Category : blog
|Calmer Day, But It Still Confirms a Weaker Trend|
|By: Matthew Graham
Today was much calmer than yesterday in terms of intraday volatility. The overall trading ranges in 10yr yields and MBS were more than twice as narrow. But in each case, those ranges occurred almost completely outside yesterday’s ranges… on the unfriendly side.
In other words, compared to yesterday’s 2.39-2.47 range in 10yr yields, today’s was 2.44-2.50 (through the 3pm close). The takeaway is that yesterday’s break outside the consolidative trend we’ve been following for months is “confirmed” from a technical analysis standpoint. Momentum indicators are in agreement, and lender rate sheets are in the worst shape in months.
The only caveat is that late December can see trading occur in its own vacuum, ultimately with little bearing on momentum in the following year. Obviously, we can’t know if that’s going to be the case this time around. All we can know is that the current trend is not friendly, and that it makes sense to assume that trend remains intact until it’s defeated.

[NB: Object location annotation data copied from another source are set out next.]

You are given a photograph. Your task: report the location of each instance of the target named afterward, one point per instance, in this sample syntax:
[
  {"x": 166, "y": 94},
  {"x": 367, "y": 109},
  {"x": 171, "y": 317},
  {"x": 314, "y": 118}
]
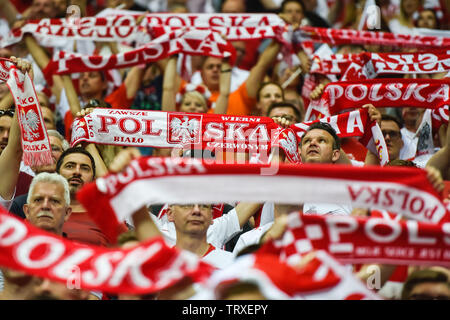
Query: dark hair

Once again, there was nothing to be gleaned from today’s data and events. None of them had any discernible impact on bond trading. Furthermore, the timing of volume spikes suggests–if not confirms–that all the movement is a byproduct of year-end trading and the squaring of major trading positions in 2017. More simply put, this is just how traders are trading right now, and it’s not a result of anything that’s happened over the past 2 days.